AYŞE YAMAÇ
GÖNLÜMDEKİ GÜVERCİNLERİN KANAT SESLERİ
Gönlümde güvercinleri okşamıştım bunca yıl; ölü olduklarını sanarak. Dizelerle canlanıverdiler sanki; yüreğimi kanat çırpınışlarıyla sarsarak. Silkinip çıksın istedim tüm günahlar, “yay bakışlı bir çinlinin unuttuğu aynadan”.
Yüreğimde büyümeyen bir çocuk gizliydi hep; saldı birden uçurtmasını rüzgarlara; tutundum iplerine hemen, uykularımda.
Unutulmalara kuruluydu saatim. Damlalarım gidenlerin ayak izlerindeydi… Kalan hep bendim. “Ölü kelebekler sokağına “ değilse de ölü güvercinler sokağına giriyordum hep, kendi şiirim ellerimde. Oysa şimdi,
“önce sesin geldi
aralandı kapılarım
ardında şaşkın bulutlar çıkmazı
sonunda sen
gönlü güvercinli kadın
….”
Diyen dizeleri okuyordum hayranlıkla; bana yazılmış gibi… Bende daha bitmeyen sevdalarım ağlıyordu,
“sen bende daha bitmedin ki
gönlü güvercinli kadın” dizelerinin peşi sıra.

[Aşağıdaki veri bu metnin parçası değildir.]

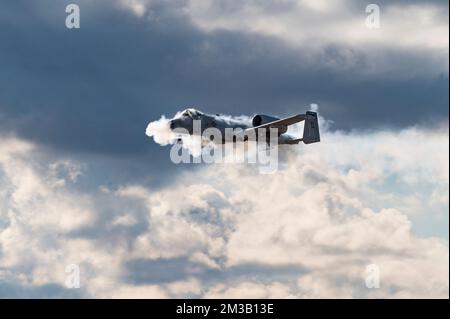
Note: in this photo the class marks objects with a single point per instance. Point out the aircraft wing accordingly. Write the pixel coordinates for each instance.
(278, 123)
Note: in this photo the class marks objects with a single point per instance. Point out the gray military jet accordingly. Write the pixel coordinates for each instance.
(194, 122)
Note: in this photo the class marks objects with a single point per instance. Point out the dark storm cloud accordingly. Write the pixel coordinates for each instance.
(95, 89)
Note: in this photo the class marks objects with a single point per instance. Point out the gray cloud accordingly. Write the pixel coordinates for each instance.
(95, 89)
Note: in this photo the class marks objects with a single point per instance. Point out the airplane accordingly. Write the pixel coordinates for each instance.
(242, 129)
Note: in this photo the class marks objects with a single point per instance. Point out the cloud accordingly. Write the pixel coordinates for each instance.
(111, 92)
(308, 230)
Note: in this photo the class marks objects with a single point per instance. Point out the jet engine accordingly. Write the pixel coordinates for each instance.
(261, 119)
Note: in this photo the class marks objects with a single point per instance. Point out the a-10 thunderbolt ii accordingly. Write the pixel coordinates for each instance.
(194, 122)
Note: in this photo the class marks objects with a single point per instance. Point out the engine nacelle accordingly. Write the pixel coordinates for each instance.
(260, 119)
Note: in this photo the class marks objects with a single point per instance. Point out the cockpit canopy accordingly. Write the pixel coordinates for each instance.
(192, 113)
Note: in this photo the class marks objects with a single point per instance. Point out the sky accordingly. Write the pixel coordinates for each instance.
(81, 183)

Kim bilir kaç sevdalı bakışın yarısında kalmıştım? Nasıl işlemesin dizeler yüreğime?
“el etme öyle
aşk bu
şakaya gelmez
ben daha gözlerinin yarısındayım”
Denizime varmadan kayboldu sular. Yüzümdeki solgun çizgilere yenileri eklendi. “Gidin!” diye bağırdım arkalarından;
“…
hepiniz gidin
bana yalnız kuşları
ve çocukları bırakın”
Anladım ki bu dizeler gölgemdi benim, sokakların sancısını yüreğime taşıyan. Ve ozanın haykırışı, beni bana haykıran:
“bir gün sizi tutup buralara getirsem
diner mi bilmem
sancısı sokakların”
Büyümeye başlardı darağaçları içimde, ağlardım. İçimdeki çocuğun beni terk etme korkusu ağır basar; sağanağım içimde sele dururdu. Gece ağır ağır örterken üstümü, ay bile unutmuş olurdu doğmayı.
Gönlü Güvercinli Kadın, köpürterek simsiyah saçlarını, gülümsedi dizeler arasından. Son sayfadaki “eski sözler” anıları oynaştırırken, kitabı kapatmak hiç içimden gelmedi. Doyasıya yıkandım bu dize sağanağında. Gönlüm de gözüm de şiire doydu.
Tekin Gönenç
Gönlü Güvercinli Kadın, Cep Kitapları, 1997, 5. Basım.